A long-dead Tony Blair-era plan to Europeanise Britain by introducing mandatory ID cards has been resurrected by the UK’s left-wing government, which claims it is necessary to stop migrants crossing the English Channel on people smuggler boats.
The British government, which handles digital databases so competently it recently leaked a list of thousands of spies, diplomats, soldiers, and pro-Western Afghans to the Taliban, and rolled out a digitisation of the Post Office so bad it drove 13 people to commit suicide, now wants to build a national identity database of every adult living in the country.
Britons last had mandatory identity cards in the Second World War, when they were thought necessary to catch out German spies. But while most European countries have national mandatory identity documents, the United Kingdom abolished them after the war, figuring them to be fundamentally un-British and unnecessary. Even the left-wing Guardian stated in 1952 as identity cards were done away with: “In this country we do not like this sort of thing… The Labour party ought to know this characteristic of its countrymen by now, sad as it is for zealous planners to bear with”.
17 November 2004: A giant “ID” card bearing the Home Secretary David Blunkett’s face was set alight by protesters opposed to the Government’s compulsory identity card plans. Campaign group NO2ID burned the mock-up outside a central London venue where Mr Blunkett was due to outline further details of his multi-billion pound ID scheme.

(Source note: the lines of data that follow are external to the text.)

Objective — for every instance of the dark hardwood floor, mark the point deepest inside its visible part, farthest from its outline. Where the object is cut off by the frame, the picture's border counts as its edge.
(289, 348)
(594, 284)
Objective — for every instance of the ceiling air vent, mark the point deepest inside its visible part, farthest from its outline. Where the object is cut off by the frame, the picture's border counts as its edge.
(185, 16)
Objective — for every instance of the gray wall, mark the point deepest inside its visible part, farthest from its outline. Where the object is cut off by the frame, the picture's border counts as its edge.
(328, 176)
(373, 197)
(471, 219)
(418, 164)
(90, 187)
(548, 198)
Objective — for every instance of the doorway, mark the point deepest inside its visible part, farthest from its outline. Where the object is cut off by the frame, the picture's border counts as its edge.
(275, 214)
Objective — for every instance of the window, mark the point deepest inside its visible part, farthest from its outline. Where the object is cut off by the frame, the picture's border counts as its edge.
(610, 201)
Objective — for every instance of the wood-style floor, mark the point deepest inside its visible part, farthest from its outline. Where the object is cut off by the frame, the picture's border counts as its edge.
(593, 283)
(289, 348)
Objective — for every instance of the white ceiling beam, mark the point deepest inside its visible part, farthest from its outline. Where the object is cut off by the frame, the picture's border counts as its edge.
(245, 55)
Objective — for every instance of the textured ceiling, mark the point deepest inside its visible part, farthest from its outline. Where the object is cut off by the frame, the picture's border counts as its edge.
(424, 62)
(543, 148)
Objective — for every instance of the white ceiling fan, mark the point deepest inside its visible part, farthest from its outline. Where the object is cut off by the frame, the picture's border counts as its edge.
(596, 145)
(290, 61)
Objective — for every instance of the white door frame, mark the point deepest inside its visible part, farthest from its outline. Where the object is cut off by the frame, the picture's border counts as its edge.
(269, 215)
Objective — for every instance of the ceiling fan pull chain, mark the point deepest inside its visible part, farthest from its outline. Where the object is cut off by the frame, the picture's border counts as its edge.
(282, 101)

The group of about 20 protesters was also due to burn another card featuring Britain’s Prime Minister Tony Blair. (Photo by Stefan Rousseau – PA Images/PA Images via Getty Images)

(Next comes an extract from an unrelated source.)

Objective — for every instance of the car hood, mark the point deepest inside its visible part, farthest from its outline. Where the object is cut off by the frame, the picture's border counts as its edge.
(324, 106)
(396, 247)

But bringing the document back in a modernised form has long been a pet project of the left. Indeed, it was Britain’s Labour Party that delayed abolishing the wartime identity cards after the conflict ended by years.
The last left-wing government (1997-2010) had just started rolling the cards out by the end of its time on office in 2010, when it was replaced at the ballot box by a Conservative-Liberal coalition government, which made repealing the card law one of its first acts in power.
Per a report in The Daily Telegraph, the official announcement of the cards is expected from Prime Minister Sir Keir Starmer on Friday and is being pushed by the new Home Secretary, Shabana Mahmood. It states she said earlier this month: “my long-term personal political view has always been in favour of ID cards”.
The paper states the rollout of what the government called a “Brit Card” would be enforced by the government requiring anyone getting a job or trying to rent somewhere to live to present their identify documents.
Rights campaigners, picking up on the mood music from Westminster that a return to wartime mandatory identity checks was in the works, spoke out against this encroachment on liberty this week. Big Brother Watch said in a joint-letter on Wednesday with other groups including Liberty, medConfidential, and the Runnymede Trust that mandatory identity plans should be abandoned.
They said:
A mandatory digital ID scheme could be implemented in a way that is uniquely harmful to privacy, equality and civil liberties. It would require the population to surrender vast amounts of personal data to be amassed into population-wide databases which could be amalgamated, searched, and analysed to monitor, track, and profile individuals.
A database which joins up all of our government-held records and logs our interactions with the state would be a treasure trove for hackers and malign actors, leaving us vulnerable to catastrophic data security breaches. Citizens should not be forced to surrender their privacy, security and data rights in order to access basic services.
In addition, mandatory digital ID would fundamentally change the relationship between the population and the state by requiring frequent identity checks as we navigate our daily lives. Although the current digital ID proposals are being considered in the context of immigration, there is no guarantee that a future government would not make digital ID a requirement to access a range of public and private services.